Wenn de Bruyn von der Kulturnation redet, denkt er nicht an einen monolithischen Block, sondern an ein vielschichtiges Gewebe verschiedener Traditionen und Lebensformen, zusammengehalten durch die gemeinsame Geschichte, Sprache, Verwandtschaften, Mentalitäten. Entsprechend sollte ihr staatliches Gehäuse aussehen: föderalistisch und demokratisch. Ihre Wurzeln liegen nicht im Nationalismus des 19. Jahrhunderts, sondern früher, in der Epoche der Aufklärung, als sich zuerst ein nationales Zusammengehörigkeitsgefühl unter den Intellektuellen der deutschen Kleinstaaten herauszubilden begann.
Was es konkret heißt, sich als Schriftsteller der Kulturnation zu begreifen, führen die einzelnen Essays des Buches aus. Ein Drittel nehmen zwei Aufsätze über Fontane ein, Modelle für eine liebevolle und dennoch kritische Aneignung der Tradition ohne ideologische Scheuklappen. Wie hirnrissig die These von den zwei deutschen Nationalliteraturen dem Autor erscheinen mußte, wird vollends deutlich, wenn man seine Aufsätze über Thomas Mann, Heinrich Böll und Martin Walser gelesen hat. Die westdeutschen Autoren wurden von den Lesern in der DDR so wenig als Ausländer wahrgenommen wie umgekehrt Christa Wolf oder Christoph Hein in der Bundesrepublik. Sie setzten Maßstäbe, wurden wie Heinrich Böll zum Vorbild für in der DDR lebende Autoren, die sich dadurch umso leichter von der staatlich beeinflußten Literaturdoktrin emanzipierten.
Literatur lebt von der geistigen Autonomie, zu der sich ein Autor durchgerungen hat. Sie ist die Voraussetzung dafür, daß Literatur ihre Aufgabe erfüllen kann, aus Sprach- und Wahrnehmungskonventionen auszubrechen, um Realität für den Leser zu entdecken. In diesem Sinne, als unendliche Entdeckungsreise, hat de Bruyn bereits 1982 die Funktion von Literatur definiert — in Abgrenzung gegen alle Theorien, die vom Autor Parteilichkeit für ein Gesellschaftsmodell fordern.
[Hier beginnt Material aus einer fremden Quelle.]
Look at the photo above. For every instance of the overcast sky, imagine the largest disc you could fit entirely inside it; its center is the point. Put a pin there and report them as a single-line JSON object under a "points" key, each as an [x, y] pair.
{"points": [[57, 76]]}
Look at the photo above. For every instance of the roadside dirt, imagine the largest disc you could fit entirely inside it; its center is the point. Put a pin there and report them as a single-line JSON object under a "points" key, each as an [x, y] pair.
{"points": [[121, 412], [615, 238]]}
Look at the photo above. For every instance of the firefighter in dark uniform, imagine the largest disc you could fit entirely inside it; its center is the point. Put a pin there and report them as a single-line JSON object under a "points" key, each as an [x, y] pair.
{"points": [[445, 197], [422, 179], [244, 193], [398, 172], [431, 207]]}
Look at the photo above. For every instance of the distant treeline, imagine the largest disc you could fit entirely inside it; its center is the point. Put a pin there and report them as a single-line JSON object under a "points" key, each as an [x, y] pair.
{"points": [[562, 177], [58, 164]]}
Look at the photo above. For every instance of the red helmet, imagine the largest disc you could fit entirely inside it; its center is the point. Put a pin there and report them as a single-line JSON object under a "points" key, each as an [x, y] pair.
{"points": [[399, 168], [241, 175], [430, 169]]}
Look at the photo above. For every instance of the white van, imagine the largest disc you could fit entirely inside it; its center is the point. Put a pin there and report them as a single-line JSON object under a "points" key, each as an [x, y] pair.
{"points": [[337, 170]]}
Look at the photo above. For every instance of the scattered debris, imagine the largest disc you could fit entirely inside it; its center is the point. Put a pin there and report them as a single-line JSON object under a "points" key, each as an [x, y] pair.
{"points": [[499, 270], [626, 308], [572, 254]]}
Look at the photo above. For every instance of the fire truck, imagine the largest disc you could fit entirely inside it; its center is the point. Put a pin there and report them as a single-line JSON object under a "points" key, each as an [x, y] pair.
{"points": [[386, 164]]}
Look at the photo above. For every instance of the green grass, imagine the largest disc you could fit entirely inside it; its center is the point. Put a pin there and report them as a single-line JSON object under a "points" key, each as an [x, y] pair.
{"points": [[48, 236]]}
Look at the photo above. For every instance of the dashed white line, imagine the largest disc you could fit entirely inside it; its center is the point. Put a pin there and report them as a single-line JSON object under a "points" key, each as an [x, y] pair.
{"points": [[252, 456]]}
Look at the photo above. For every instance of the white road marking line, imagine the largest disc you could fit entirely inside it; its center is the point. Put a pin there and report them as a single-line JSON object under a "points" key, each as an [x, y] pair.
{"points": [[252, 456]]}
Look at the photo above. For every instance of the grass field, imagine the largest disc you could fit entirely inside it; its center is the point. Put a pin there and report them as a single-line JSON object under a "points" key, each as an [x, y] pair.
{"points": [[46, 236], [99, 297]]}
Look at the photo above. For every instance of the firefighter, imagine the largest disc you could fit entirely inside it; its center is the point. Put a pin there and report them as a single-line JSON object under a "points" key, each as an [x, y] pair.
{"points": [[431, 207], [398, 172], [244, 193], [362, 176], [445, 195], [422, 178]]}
Die Tradition — von der Kulturnation dem Autor zur Verfügung gestellt — ist dabei „nicht mehr als das Schiff, das er besteigt. Die Richtung, in die er segelt, bestimmt jeder allein. Der Autor allein bestimmt, was er sieht oder übersieht, was er sagt und was er verschweigt. Er allein trägt auch das Risiko des Unternehmens.“
Günter de Bruyn: Jubelschreie, Trauergesänge. Deutsche Befindlichkeiten. S. Fischer Verlag, 1991. 205 S., DM 34,-.